Mount Davis celebrates 100 years as Pennsylvania’s official highest point
A century ago, more than a thousand hearty souls marched up Negro Mountain in the southwestern corner of Somerset County for a celebration at the top of Pennsylvania.
Members of the Alpine Club of Pennsylvania led some in the group on June 18, 1921, as they hiked to the summit, which was nothing more than a “bump on the mountain” a month before.
“The Alpinists do not pick the easy road to the summit, and the rougher the going and the harder the climbing the better it is liked,” the Alpine Club’s secretary, J. Herbert Walker, told the Meyersdale Republican newspaper. “Of course, if there is a good road down from the summit, this is taken, but the ascent is made over the rocks and through the brush to test the mettle of the climbers.”
Once at the top, hoards of people posed for pictures, played music and formally proclaimed this plateau in Elk Lick Township as the highest point in the state. But Mount Davis wasn’t always Pennsylvania’s high point, at least not officially.
On an expedition in the region earlier that year, geologist Harold A. Bean definitively measured the height of what was known as Davis Plateau at the time.

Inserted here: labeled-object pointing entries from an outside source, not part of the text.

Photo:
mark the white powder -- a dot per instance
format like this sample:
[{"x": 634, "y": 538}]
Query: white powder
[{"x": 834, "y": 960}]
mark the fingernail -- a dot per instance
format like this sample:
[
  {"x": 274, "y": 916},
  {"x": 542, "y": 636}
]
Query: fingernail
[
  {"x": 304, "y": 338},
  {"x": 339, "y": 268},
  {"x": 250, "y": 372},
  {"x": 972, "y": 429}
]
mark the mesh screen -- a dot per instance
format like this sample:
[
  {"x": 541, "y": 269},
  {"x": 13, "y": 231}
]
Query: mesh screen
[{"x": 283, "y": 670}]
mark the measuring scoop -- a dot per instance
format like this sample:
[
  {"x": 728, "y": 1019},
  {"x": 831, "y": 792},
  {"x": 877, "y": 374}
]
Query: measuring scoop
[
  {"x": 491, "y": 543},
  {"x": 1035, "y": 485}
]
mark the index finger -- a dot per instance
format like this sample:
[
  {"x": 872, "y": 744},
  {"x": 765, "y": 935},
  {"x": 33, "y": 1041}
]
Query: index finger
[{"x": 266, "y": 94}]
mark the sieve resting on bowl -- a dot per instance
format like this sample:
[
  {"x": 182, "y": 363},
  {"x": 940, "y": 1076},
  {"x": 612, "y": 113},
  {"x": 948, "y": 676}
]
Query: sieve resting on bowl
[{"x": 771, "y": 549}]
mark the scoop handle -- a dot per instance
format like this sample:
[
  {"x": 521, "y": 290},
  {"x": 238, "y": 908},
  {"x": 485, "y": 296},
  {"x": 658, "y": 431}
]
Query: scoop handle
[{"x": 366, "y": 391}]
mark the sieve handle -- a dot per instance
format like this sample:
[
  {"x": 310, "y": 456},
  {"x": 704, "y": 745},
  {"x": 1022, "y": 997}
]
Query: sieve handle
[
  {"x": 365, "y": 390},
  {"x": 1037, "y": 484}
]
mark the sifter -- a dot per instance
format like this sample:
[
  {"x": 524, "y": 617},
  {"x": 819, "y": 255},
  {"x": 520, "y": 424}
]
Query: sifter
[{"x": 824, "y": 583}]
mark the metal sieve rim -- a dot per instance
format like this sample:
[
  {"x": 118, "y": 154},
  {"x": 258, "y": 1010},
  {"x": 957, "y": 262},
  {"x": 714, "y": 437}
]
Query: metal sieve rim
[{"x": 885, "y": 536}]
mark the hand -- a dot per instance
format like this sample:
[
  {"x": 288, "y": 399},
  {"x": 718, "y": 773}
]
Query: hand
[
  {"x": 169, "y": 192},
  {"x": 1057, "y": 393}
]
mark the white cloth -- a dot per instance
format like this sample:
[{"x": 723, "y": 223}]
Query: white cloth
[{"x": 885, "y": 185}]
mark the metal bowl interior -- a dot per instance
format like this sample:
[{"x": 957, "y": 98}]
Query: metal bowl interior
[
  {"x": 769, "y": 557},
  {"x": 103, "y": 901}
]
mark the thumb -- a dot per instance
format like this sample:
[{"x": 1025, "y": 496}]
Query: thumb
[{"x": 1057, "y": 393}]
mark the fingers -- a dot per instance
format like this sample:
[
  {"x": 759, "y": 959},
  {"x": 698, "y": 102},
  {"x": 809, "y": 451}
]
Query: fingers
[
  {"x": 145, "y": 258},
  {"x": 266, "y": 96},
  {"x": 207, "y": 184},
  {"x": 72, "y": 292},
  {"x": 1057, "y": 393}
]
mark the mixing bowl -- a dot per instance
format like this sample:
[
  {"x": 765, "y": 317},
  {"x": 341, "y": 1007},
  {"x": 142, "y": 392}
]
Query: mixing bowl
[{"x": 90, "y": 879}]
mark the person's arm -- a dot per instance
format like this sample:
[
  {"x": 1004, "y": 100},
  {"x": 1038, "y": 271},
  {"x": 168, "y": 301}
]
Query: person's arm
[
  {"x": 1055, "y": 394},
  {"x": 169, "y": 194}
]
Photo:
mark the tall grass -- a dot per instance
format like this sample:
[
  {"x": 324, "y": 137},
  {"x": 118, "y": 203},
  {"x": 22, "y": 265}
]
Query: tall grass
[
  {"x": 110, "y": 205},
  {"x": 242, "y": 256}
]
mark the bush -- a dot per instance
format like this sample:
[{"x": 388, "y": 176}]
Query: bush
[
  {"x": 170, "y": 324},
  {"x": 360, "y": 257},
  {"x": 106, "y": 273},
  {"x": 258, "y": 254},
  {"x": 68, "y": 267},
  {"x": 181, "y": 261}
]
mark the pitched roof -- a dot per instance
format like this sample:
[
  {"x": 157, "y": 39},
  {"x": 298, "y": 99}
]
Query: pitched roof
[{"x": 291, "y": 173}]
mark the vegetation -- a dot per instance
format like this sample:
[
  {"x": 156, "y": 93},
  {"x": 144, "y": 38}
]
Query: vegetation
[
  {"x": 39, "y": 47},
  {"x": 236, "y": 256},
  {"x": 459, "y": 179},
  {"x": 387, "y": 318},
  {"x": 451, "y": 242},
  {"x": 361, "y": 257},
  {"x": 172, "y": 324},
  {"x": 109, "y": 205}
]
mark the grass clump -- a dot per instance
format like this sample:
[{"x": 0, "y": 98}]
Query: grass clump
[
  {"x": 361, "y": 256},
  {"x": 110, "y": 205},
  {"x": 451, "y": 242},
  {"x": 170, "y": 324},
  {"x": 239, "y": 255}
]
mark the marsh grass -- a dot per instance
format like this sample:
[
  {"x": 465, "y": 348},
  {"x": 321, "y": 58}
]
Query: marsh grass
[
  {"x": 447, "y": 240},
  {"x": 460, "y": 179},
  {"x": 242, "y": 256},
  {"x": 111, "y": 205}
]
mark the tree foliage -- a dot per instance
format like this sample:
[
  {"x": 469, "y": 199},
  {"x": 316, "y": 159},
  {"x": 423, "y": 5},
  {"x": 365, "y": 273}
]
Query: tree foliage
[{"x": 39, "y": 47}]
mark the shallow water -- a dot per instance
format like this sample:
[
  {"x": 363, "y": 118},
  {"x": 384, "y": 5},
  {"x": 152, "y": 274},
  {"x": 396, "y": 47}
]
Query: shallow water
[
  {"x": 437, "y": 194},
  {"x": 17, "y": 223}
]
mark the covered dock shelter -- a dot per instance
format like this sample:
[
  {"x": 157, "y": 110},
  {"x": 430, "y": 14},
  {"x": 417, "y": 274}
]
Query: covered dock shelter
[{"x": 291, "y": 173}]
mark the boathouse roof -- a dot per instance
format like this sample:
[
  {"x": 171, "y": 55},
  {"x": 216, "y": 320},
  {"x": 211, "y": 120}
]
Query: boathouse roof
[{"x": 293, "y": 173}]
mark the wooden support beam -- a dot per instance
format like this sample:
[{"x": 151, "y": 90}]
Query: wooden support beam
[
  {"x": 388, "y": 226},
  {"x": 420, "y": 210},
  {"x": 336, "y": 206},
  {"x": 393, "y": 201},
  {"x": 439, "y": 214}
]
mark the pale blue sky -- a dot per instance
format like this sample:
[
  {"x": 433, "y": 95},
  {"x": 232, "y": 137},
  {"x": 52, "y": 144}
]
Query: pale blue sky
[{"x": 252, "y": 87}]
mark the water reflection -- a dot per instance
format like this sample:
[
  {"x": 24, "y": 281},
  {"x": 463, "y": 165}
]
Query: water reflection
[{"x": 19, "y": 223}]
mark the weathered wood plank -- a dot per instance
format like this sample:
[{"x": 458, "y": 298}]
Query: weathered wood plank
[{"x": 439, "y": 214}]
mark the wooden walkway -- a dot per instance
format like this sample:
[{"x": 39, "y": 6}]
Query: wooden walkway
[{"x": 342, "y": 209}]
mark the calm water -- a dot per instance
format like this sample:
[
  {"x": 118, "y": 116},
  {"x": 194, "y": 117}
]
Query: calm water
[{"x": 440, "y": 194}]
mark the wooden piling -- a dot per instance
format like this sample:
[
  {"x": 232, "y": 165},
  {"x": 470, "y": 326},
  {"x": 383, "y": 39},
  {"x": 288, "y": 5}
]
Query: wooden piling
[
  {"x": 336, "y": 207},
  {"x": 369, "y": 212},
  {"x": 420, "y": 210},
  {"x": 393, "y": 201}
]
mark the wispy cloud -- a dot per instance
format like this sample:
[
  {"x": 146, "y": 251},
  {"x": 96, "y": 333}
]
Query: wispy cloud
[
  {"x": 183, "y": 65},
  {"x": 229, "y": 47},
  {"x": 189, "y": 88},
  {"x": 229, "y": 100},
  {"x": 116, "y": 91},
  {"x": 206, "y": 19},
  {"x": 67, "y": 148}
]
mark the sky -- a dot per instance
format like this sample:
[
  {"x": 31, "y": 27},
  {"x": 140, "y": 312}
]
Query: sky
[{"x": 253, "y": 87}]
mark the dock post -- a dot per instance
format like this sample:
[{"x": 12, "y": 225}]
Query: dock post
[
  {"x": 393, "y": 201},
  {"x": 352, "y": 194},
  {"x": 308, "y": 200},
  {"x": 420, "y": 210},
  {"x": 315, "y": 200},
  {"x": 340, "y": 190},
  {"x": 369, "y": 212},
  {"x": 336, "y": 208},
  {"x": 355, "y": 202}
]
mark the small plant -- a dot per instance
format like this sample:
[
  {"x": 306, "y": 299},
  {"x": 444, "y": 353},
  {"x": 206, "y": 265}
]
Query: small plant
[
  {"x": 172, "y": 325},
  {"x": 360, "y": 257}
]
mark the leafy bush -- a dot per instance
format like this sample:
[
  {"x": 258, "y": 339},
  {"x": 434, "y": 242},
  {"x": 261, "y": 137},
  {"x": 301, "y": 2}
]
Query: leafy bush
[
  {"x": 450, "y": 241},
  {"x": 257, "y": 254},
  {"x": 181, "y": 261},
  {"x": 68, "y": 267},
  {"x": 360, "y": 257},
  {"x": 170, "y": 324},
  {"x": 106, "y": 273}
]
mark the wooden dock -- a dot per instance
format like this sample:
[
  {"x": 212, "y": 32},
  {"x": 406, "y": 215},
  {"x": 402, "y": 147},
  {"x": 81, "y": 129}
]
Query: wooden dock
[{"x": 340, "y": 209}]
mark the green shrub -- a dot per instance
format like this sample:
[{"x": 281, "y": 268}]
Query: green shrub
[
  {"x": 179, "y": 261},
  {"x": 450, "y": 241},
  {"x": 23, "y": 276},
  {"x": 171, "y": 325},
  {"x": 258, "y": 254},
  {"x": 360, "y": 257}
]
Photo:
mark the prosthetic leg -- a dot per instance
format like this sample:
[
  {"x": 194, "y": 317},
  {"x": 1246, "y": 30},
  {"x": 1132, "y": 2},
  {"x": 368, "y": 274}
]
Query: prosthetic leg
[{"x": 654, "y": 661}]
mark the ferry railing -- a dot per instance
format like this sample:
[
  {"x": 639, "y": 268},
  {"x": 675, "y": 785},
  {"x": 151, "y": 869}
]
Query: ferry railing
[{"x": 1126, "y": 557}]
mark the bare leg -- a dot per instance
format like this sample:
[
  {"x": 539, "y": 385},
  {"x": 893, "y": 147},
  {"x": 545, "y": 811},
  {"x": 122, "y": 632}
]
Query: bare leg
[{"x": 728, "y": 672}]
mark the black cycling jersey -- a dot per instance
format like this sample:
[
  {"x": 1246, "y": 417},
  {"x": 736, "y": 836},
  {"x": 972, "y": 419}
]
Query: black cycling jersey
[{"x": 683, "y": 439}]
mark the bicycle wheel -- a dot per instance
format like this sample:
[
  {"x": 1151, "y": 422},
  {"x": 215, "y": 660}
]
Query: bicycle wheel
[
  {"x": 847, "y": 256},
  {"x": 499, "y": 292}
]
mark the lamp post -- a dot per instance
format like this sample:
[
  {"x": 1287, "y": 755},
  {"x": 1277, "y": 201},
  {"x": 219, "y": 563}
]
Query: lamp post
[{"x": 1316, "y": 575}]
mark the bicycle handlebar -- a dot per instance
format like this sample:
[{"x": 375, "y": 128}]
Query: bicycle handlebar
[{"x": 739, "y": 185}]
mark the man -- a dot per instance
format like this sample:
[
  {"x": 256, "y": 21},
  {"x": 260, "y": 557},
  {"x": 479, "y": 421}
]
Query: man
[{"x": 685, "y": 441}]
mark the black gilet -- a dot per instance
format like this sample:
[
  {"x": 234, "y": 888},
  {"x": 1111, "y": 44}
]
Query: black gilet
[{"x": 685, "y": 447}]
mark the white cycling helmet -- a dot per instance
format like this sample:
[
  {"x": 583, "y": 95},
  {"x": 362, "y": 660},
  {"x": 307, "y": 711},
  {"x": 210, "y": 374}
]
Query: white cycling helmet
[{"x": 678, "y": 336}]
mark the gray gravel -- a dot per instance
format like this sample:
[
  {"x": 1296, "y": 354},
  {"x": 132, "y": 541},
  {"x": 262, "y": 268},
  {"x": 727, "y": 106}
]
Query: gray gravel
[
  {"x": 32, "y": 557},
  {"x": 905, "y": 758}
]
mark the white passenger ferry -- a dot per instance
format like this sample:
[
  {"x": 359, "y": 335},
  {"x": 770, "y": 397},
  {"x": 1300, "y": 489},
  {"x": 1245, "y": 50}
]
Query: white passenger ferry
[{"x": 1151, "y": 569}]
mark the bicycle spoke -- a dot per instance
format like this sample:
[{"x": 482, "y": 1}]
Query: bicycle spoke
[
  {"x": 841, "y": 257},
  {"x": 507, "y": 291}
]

The highest elevation was previously thought to be Bedford County’s Blue Knob at 3,136 feet, but Bean determined in May 1921 this “bump on the mountain” was the highest elevation at 3,213 feet.
That would have come as a surprise to John Nelson Davis, whose family once owned 26,000 acres of the majestic forest in the Laurel Highlands used mostly for logging. In addition to being a Civil War veteran, Davis was a schoolteacher, surveyor and farmer, according to Jacob Miller, curator of the Somerset County Historical Society.
“He was kind of a jack-of-all-trades,” Miller said of Davis.
Davis died in 1913 at age 77 without ever knowing the significance of his land.
But Bean’s discovery set off celebrations in the area, which now claimed a significant historical marker to attract tourists. This newfound high point along Negro Mountain also needed a name fitting of its placement in the record books. The title originally floated by the Alpine Club was Mount Freedom, but Somerset County officials instead settled on naming the summit after the man who once lived on this land.
“They planned a pilgrimage to name the summit,” Miller said of the Alpine Club. “They were disappointed when it already had a name.”
While the name Mount Davis has been etched in stone for the past century, the ridge it’s situated upon has a longer and more controversial background.
Negro Mountain, a 30-mile range that runs north from Garrett County in Maryland into Somerset County, evokes the story of a Black man who served at the side of a British officer near the onset of the French and Indian War.
While there are two possible accounts, the most widely known story involves Col. Thomas Cresap, who brought 71 volunteers from Fort Cumberland over the mountain’s ridge into Pennsylvania. The group included a Black man named Nemesis, who valiantly fought besides the men when they encountered Native Americans. Nemesis died during the battle, but the men lauded his courage.
A different story involves Capt. Andrew Friend, who left the same fort with a hunting party heading toward Ohiopyle when they also encountered Native Americans. In that story, an unnamed Black man with the party was mortally wounded and the group buried him on the mountain. Friend is said to have named the mountain after him for showing bravery in the fight.
While the naming of Negro Mountain was intended to be an honor at the time, it has been embroiled in controversy in recent years.
Rosita Youngblood, a former Democratic state representative from Philadelphia, tried on multiple occasions to move legislation forward to rename the mountain, possibly calling it Nemesis. Her most recent attempt in 2020 amidst the nationwide racial reckoning failed, just as the previous ones did when she began working on the issue in 2007. Youngblood retired from the General Assembly after her term expired in January.
But the attention Youngblood raised has led to some changes. Signs placed on Interstate 68 and old Route 40 in Maryland announcing the summit of Negro Mountain have been removed in recent years. Regardless of its name, the mountain is inextricably linked to Pennsylvania’s history.
While there won’t be any formal celebrations on Mount Davis to mark the centennial of its designation as the state’s highest point, visitors still regularly flock to the summit to get a glimpse of its rustic scenery. Fortunately for them, modern roads allow them to effortlessly drive to the top of Pennsylvania, unlike many of those who hiked to the summit a century ago.
“It’s a big draw,” Miller said. “There are lots of legends tied to that peak to kind of add to the mystique of it.”